Be Glad You Live in Utah in 2017

lavarr policy insightsUtah enjoyed a successful 2016 and, as the new year begins, the state can expect low unemployment, strong population growth, a vigorous economy, a healthy state budget, and solid, steady, conservative governance.

One of Utah’s strengths is a diverse economy not overly dependent on one economic sector. States that are too heavily dependent on one sector, such as energy, are having economic problems, resulting in state budget shortfalls.

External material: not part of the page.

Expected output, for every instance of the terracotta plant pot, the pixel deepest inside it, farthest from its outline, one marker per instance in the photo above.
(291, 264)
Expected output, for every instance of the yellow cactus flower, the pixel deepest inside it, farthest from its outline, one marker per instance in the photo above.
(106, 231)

Here are some reasons you should be glad you live in Utah:

  • Montana is delaying or eliminating 30 highway projects across the state to deal with budget shortfalls, and Highway Patrol positions could also be cut.
  • Colorado legislative economists say the state faces a $330 million budget shortfall in the current fiscal year.
  • New Mexico is facing a deficit of $69 million in the current fiscal year, and revenues are running $300 million less than projected state spending levels for the 2017-2018 fiscal year. Lawmakers have had to slash spending for public schools, universities and most state agencies, in some cases by more than 7 percent. New Mexico also has a 6.7 percent unemployment rate, the second highest in the country.
  • Alaska has a massive deficit, with the governor shaving agency spending, setting two-day furloughs for state workers, shutting down a $570 million road project, and reducing payments to citizens from the permanent oil fund.
  • Oklahoma Gov. Mary Fallin estimates the state will have a budget hole of $500 million to $600 million for the next year. The number could go up or down, depending on energy prices.
  • Kansas and Hawaii have also delayed road projects, amounting to $300 million in Kansas. Kansas also needs an additional $177 million for its public pension system.
  • Nebraska faces a projected shortfall of $900 million below estimated expenses.

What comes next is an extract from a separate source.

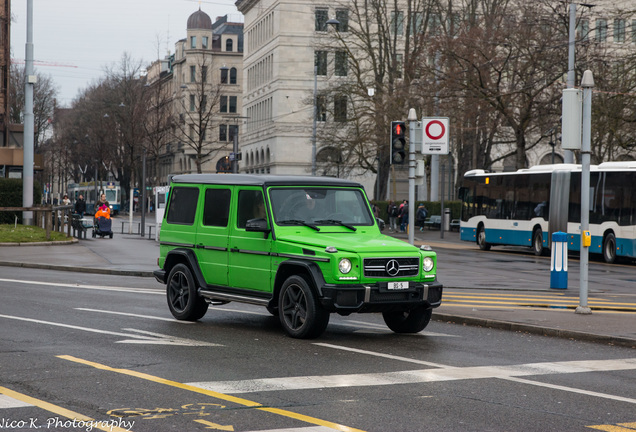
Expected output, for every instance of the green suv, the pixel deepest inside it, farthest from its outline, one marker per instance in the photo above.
(303, 247)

Utah is also blessed with having leaders who, for the most part, are not extreme, seek to serve all Utahns, and forthrightly take action and solve problems.

In some states, like North Carolina, politics has become dysfunctional. The Republican legislature there passed laws to restrict the incoming Democratic governor’s ability to govern the state. An agreement that would have resolved the enormously divisive transgender bathroom issue fell apart at the last minute, leaving the state’s politics in disarray.

Finally, while public safety is always a concern, Utah communities enjoy relatively low crime rates, and respect exists for police agencies and law and order.

Contrast that with many of the country’s biggest cities, where crime rates are rising, especially murders and violent crime. Some police agencies are in crisis. Accusations of police brutality have demoralized law enforcement agencies and reduced pro-active policing, resulting in rising crime. The poster child of law enforcement tragedy is Chicago, which sustained 762 homicides in 2016, up 57 percent. Shooting incidents totaled 3,550 In 2016.

States that enjoy safety, strong economies and high quality of life didn’t get there by luck or accident. Strong, capable, principled leadership is required at all levels of government, non-profits and business. Problems can’t be allowed to fester. Attentional to detail is necessary in all sectors and elements of society for success to continue.

Utah has put the ingredients together for a thriving society. But maintaining such enviable status won’t happen automatically.